Chłopiec zawisł na wyciągu
Narciarze z kanadyjskiego ośrodka w Grouse Mountain niedaleko Vancouver przeżyli kilka dni temu prawdziwe chwile grozy. Na jednym ze stoków doszło do poważnie wyglądającego wypadku. Jadący wyciągiem chłopiec w pewnym momencie zsunął się z krzesełka, a następnie zawisł 6 metrów nad ziemią! Przytrzymał go jego tata, który natychmiast zaczął wołać o pomoc. Zdarzenie zauważyła na szczęście grupa nastolatków, a ich reakcja była naprawdę błyskawiczna. Gdyby nie oni, historia mogłaby skończyć się naprawdę tragicznie! Nagranie z tego zdarzenia dosłownie mrozi krew w żyłach!
Szczęśliwe zakończenie
Dzięki szybkiej reakcji nastolatków cała historia się zakończyła się szczęśliwie. 8-latka zabrano do szpitala, nie doznał żadnych obrażeń.
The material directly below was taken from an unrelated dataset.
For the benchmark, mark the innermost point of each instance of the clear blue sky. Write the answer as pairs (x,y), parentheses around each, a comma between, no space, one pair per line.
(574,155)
„Wszystko działo się tak szybko. Najważniejsze, że działaliśmy razem. Uratowaliśmy tego dzieciaka”
- mówił jeden z nastolatków, którzy uratowali chłopca.
Grupa została okrzyknięta „Bohaterami Grouse”. Szef ośrodka spotkał się z nimi osobiście. Za ich godną naśladowania postawę przyznał także nagrody, m.in. darmowe karnety, które będą ważne przez cały następny sezon narciarski.